Economic impacts are realised by the Department’s Analytical Laser Spectroscopy Unit (ALSU) which, since 1993, has worked with companies developing products eventually sold to customers in the nuclear power industry and military, both in the UK and overseas, and in the global aerospace industry. Computational particle physics work performed by the PPT group has spun-off a computer benchmarking tool, BSMBench, used by several leading software outfits, and has led to the establishment of a start-up company.
The AMQP group’s work on trapping and investigating antihydrogen has generated great media interest and building on this we have developed a significant and on-going programme of public engagement.
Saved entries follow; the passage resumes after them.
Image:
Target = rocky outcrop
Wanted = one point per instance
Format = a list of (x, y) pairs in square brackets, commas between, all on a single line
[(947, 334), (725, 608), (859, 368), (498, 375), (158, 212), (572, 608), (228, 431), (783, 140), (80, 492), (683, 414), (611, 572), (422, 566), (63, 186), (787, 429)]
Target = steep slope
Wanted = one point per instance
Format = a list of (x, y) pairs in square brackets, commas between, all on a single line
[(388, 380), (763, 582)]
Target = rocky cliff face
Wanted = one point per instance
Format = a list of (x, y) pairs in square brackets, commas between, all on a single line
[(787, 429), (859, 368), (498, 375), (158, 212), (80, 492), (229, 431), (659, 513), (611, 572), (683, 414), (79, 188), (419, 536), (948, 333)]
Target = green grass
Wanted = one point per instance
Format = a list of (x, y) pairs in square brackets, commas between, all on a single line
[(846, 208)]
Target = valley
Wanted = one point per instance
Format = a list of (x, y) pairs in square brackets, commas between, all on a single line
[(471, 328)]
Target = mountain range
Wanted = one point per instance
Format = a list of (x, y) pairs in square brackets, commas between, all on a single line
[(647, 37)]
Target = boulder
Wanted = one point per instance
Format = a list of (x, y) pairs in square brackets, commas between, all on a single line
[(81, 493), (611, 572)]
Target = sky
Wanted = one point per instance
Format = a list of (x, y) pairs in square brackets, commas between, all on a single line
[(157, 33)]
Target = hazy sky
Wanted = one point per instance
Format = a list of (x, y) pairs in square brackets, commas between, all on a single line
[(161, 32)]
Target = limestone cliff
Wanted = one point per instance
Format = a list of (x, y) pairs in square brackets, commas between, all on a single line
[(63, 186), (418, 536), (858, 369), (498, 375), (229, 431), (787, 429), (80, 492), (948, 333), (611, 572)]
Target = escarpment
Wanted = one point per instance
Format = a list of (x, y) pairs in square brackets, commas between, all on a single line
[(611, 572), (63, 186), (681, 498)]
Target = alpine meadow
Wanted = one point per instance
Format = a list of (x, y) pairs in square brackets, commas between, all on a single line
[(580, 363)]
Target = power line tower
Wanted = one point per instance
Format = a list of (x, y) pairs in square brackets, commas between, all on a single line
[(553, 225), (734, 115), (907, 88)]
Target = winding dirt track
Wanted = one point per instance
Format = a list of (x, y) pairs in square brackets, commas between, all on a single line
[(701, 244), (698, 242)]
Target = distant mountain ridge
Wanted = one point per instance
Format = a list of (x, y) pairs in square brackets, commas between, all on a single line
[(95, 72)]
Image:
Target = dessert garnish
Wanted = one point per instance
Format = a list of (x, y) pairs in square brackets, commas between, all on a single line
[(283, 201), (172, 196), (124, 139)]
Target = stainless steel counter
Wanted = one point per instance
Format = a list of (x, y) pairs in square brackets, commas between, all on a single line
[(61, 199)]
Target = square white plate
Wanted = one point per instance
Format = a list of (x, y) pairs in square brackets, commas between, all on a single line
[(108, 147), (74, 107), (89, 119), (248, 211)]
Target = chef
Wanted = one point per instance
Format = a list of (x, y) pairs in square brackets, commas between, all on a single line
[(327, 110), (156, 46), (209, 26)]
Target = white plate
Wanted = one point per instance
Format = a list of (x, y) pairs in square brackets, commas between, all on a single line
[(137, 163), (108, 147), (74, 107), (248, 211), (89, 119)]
Activities include the development of a bespoke software simulator (Hands on Antihydrogen) of the antimatter experiment for school students.
As a student of Lattice Gauge Theory programme in the Department of Physics you will have access to the following Specialist Facilities:
Low-energy positron beam with a high field superconducting magnet for the study of
CW and pulsed laser systems
Scanning tunnelling electron and nearfield optical microscopes
CPU parallel cluster
Access to the IBM-built ‘Blue C’ Super computer at Swansea University and is part of the shared use of the teraflop QCDOC facility based in Edinburgh
The Physics Department carries out world-leading research in experimental and theoretical physics.
The results of the Research Excellence Framework (REF) 2014 show that over 80% of the research outputs from both the experimental and theoretical groups were judged to be world-leading or internationally excellent.
Research groups include:
The Atomic, Molecular and Quantum Physics Group comprises academic staff, postdoctoral officers and postgraduate research students. Its work is supported by grants from EPSRC, the EU, The Royal Society, the Higher Education Funding Council for Wales and various industrial and government sources. There are two main fields of research: Atomic, Molecular and Laser Physics and Nanoscale Physics.
The Particle Physics Theory Group has fourteen members of staff, in addition to postdoctoral officers and research students. It is the fourth largest particle physics theory group in the UK, and is supported mainly by STFC, but also has grants from EPSRC, the EU, Royal Society and Leverhulme Trust. The group recently expanded by hiring two theoretical cosmologists (Ivonne Zavala and Gianmassimo Tasinato). There are five main fields of research: Quantum Field Theory, Strings, Lattice Field Theory, Beyond the Standard Model Physics and Theoretical Cosmology.